Natasha Cloud
Natasha Cloud Credit: Darrow Montgomery

One day after winning the WNBA championship, a bleary-eyed Emma Meesseman stood on the court at the Entertainment and Sports Arena in Ward 8 and thought about how she needed to pack.

Meesseman, the WNBA Finals MVP, had to board a flight back to her native Belgium the next day. She would then have a week or two to catch up with family and friends before going off to Russia where she competes for UMMC Ekaterinburg, a professional women’s basketball team she has played on since 2016.

“I’m used to it,” Meesseman says. “I’ve been doing it for a couple of years already. We’ve had several championships in Russia we just don’t celebrate because everybody goes home ’cause we have a flight in the night. It’s kinda sad, but I’m used to it.”

This is the life of a WNBA player. The Mystics won their first championship in franchise history on Oct. 10, rallying from a halftime deficit to beat the Connecticut Sun, 89-78, in front of a sold-out crowd at home during a decisive Game 5. But instead of sticking around D.C. to have a parade in front of adoring fans, the Mystics returned to their home court on Oct. 11 for a mid-afternoon rally.

They didn’t really have a choice. Unlike many male professional athletes, WNBA players often have to play overseas during their league’s off-season in order to make an adequate living. In addition to Meesseman, six other Mystics players on the active roster will be flying to different countries to play for their respective foreign teams in the coming weeks. Natasha Cloud and Aerial Powers are headed to China, Ariel Atkins is playing in Australia, Kim Mestdagh will go to France, Myisha Hines-Allen is competing in South Korea, and Shatori Walker-Kimbrough will fly to Hungary.

“It’s really hard, and I think a lot of people don’t understand our world,” says Cloud. “We play here for three or four months, possibly pushing that four-and-a-half mark. Then we got to go overseas right away. Their season has already started.
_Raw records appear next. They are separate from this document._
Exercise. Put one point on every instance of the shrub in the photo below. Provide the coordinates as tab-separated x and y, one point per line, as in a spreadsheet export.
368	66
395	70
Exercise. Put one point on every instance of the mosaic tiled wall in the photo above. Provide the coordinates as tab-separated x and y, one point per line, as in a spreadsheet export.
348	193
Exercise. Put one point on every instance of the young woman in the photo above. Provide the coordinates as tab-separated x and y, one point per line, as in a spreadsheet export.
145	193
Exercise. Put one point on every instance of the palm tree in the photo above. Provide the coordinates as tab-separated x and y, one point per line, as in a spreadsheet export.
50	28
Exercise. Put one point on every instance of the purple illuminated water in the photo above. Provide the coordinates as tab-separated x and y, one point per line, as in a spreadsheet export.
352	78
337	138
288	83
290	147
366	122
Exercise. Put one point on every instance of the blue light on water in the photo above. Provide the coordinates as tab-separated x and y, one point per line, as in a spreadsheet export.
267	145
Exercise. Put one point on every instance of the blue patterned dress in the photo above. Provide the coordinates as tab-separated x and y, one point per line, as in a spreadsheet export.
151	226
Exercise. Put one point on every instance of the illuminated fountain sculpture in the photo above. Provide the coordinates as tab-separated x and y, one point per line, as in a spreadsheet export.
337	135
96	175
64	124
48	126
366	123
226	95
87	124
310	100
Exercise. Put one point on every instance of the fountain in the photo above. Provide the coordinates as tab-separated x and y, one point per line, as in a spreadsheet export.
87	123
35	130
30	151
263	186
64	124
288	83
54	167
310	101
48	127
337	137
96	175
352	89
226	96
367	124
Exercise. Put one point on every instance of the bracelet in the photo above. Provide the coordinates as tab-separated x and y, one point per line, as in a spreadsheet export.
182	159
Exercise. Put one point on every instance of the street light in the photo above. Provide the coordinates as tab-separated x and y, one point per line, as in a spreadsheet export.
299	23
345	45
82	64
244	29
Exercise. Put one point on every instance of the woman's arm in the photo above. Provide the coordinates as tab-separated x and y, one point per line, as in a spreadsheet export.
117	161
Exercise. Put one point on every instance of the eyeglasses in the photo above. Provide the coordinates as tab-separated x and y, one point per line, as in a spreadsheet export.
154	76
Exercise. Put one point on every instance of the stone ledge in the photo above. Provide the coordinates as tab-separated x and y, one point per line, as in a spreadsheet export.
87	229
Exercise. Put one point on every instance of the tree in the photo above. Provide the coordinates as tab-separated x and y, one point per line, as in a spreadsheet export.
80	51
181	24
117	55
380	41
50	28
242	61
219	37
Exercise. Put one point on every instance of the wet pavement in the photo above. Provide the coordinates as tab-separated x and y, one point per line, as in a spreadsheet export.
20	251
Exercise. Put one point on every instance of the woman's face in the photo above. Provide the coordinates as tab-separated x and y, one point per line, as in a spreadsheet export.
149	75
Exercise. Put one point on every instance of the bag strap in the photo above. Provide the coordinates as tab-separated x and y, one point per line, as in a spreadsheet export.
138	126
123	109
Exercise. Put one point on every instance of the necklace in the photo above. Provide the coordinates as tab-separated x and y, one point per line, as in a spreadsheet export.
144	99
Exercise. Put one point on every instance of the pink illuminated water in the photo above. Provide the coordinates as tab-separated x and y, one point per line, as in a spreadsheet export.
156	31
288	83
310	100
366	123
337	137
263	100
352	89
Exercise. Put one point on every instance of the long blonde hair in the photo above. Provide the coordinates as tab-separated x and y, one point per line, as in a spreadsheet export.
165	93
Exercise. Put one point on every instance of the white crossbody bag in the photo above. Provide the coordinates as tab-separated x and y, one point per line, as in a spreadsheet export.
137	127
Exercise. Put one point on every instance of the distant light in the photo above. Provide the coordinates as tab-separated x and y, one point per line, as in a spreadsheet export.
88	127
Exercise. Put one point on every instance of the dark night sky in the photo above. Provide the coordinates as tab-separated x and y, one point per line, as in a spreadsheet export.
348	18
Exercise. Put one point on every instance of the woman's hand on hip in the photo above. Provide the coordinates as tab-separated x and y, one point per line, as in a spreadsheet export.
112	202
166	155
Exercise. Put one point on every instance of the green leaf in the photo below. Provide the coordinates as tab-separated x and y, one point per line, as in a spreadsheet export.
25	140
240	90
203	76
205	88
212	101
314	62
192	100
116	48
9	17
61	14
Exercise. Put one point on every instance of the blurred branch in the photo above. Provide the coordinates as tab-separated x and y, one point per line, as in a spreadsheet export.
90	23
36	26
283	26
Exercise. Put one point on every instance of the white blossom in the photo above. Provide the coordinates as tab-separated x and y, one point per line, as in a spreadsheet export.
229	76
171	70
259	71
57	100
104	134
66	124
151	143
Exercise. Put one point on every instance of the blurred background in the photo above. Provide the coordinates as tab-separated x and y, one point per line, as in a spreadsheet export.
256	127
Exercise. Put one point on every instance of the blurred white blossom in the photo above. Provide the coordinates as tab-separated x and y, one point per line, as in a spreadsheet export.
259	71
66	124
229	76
When you’re talking about bringing in American players and paying them an amount that you do, teams want you immediately … So a [fall] parade in any sense is not even possible. A parade isn’t [the city] not doing it for us, it’s us not being able to do it for the city. So it sucks.”
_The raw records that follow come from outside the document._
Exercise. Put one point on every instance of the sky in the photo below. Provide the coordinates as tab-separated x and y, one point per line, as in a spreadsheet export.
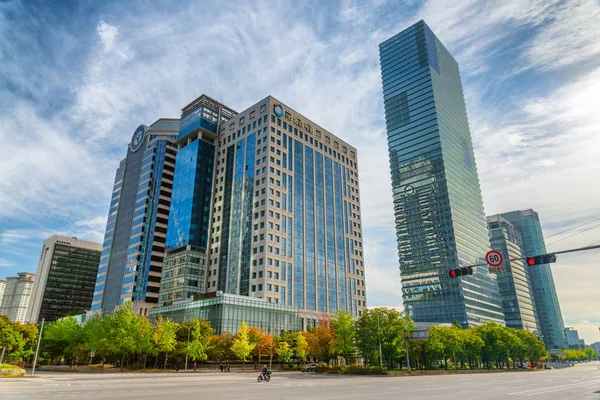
77	78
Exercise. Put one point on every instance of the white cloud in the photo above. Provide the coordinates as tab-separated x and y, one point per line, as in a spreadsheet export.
62	165
6	263
569	37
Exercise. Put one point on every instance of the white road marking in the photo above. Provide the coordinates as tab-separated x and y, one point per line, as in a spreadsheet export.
554	389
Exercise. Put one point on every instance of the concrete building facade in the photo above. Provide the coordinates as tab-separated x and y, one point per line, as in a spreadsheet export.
65	278
134	243
17	295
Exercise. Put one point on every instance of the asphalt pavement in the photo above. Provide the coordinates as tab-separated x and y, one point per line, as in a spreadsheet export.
579	382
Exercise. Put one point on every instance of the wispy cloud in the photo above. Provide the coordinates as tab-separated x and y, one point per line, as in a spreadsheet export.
6	263
530	72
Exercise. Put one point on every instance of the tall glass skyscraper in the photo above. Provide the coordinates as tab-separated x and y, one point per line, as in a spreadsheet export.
515	288
527	222
440	222
184	270
134	244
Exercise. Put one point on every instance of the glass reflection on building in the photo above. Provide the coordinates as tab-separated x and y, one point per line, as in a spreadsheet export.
440	223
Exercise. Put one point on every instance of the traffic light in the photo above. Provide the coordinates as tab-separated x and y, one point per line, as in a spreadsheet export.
453	273
543	259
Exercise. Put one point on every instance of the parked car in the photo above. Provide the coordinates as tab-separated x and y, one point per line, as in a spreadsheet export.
309	367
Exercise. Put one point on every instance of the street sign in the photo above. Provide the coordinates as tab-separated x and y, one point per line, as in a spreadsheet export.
494	258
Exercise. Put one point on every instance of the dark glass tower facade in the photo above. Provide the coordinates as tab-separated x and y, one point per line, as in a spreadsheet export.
440	222
527	222
134	243
184	272
515	288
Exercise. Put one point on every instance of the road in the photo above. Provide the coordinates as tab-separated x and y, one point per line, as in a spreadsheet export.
579	382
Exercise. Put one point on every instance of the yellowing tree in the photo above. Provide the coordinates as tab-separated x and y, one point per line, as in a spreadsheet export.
241	343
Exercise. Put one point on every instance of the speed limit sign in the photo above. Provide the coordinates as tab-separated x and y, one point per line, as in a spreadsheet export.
494	258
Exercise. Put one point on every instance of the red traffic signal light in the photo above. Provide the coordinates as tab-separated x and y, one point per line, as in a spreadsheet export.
530	261
543	259
453	273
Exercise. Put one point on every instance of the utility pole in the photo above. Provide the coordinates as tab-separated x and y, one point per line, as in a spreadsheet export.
406	351
380	353
38	348
188	349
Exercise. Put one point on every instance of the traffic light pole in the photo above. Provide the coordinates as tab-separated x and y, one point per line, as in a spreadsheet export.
579	249
554	252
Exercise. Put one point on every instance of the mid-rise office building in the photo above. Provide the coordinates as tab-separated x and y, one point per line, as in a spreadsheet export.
440	221
517	296
527	222
134	244
65	277
17	295
572	337
285	222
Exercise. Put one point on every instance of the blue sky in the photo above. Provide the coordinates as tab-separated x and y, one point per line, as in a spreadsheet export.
77	78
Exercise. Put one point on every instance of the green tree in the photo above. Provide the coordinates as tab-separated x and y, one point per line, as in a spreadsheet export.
590	353
220	347
124	332
145	340
241	344
284	351
96	333
16	339
367	338
345	335
321	341
300	345
165	336
61	338
199	344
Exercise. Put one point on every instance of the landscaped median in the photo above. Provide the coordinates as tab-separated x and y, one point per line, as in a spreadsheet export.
350	370
11	370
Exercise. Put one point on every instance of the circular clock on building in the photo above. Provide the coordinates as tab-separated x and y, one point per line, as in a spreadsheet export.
138	138
278	110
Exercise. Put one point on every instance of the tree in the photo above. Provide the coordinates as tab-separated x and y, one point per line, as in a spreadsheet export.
321	340
345	334
590	353
124	331
145	341
96	333
300	345
16	338
165	336
220	347
241	344
284	351
199	344
367	339
61	337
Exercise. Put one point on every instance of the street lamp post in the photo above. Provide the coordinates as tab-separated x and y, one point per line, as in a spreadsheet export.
188	349
380	352
37	350
406	351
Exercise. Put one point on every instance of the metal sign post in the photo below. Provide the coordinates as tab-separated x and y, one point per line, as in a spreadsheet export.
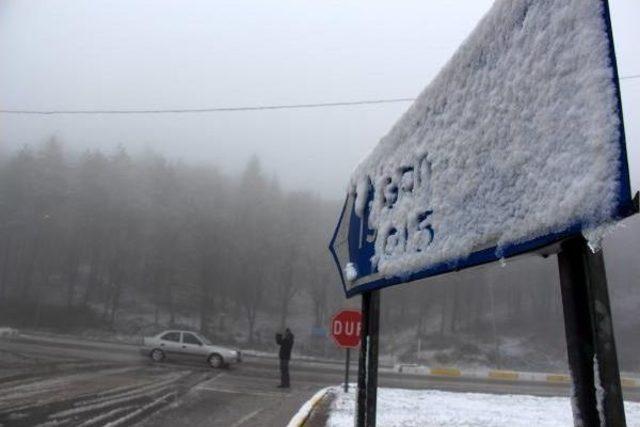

The Mystics plan to have a parade in the spring before next season and have been engaged in other activities this week. The team traveled up to New York City for an appearance on Good Morning America on Monday and Elena Delle Donne threw out the first pitch at Nationals Park on Tuesday night before the Washington Nationals beat the St. Louis Cardinals, 7-4, in Game 4 of the National League Championship Series to reach the World Series. 
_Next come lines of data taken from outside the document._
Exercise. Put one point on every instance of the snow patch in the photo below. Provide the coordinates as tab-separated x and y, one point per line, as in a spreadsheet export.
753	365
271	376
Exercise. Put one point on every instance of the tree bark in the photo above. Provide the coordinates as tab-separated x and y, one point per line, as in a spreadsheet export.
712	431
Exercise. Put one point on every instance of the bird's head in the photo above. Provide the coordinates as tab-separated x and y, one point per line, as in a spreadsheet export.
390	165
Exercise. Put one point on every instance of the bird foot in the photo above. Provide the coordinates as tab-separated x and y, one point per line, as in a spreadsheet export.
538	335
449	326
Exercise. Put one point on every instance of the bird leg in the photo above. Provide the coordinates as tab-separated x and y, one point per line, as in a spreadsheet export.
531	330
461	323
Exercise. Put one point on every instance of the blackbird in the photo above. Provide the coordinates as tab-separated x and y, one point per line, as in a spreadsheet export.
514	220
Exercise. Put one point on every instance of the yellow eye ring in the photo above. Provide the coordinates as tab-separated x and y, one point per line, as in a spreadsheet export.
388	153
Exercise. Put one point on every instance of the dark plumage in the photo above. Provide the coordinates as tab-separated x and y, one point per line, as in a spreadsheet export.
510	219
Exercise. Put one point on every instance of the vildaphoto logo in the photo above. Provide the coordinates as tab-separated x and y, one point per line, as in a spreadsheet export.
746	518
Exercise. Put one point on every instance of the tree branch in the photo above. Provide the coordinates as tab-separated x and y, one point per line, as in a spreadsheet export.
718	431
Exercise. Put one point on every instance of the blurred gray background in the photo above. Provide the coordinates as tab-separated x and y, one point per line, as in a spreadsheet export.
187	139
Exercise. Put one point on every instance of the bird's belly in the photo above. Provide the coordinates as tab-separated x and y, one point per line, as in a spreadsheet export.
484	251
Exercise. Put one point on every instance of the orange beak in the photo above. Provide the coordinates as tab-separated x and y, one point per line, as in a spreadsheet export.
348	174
Cloud, who took a financial hit last season by staying in D.C. to do promotional work for the team’s Monumental Sports & Entertainment ownership group, doesn’t put any blame on the city, her team, or organizers for the quick celebration turnaround, but calls the situation “disappointing.”

According to the Washington Post, players made a base salary of between $39,000 and $115,000 for the season in 2018, before potential bonuses. Players can make more than 10 times the maximum amount while playing overseas. In 2015, three-time WNBA champion Diana Taurasi accepted a $1.5 million offer from UMMC Ekaterinburg to sit out the WNBA season.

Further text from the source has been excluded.